New IT system for critical care patients

Staff caring for the most critically-ill patients at the Norfolk and Norwich University Hospital now have a computer system that improves the monitoring of critical patients.

The Norfolk and Norwich University Hospital's Critical Care Complex cares for more than 2,000 critically ill patients a year (up from 563 patients in 1999) and until recently all the information gathered from the hi-tech intensive care equipment was recorded on paper.

Under the previous system doctors and nurses used to write everything down on a large paper chart for every patient. The kind of information recorded included hourly data from digital monitors for heart rate, blood pressures, results of arterial blood gas analysis, hourly fluid inputs and outputs, clinical observations, temperature, neurological observations, drugs administered and nursing interventions.

Now the new Clinical Information Management System (CIMS), supplied by iMDsoft, records all that information in one system and links in with the other hospital systems in order to help give clinical staff a complete picture of the patients' condition.
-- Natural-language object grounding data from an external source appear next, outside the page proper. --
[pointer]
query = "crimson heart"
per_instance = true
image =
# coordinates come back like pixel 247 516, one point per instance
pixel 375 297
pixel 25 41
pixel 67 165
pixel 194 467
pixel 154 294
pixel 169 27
The new computer system cost £332,000 and was delivered under budget and on schedule. Consultant anaesthetist Dr Mark Dixon said: “We are very pleased with the system, it's working well and making a big difference to the clinical team. The reason for introducing this new system is to improve the quality of care we offer our critically ill patients. Some of those qualitative benefits include reducing the risks associated with handwritten records which could present problems with legibility and accuracy and the e-prescribing part of the system will also help prevent medication errors.”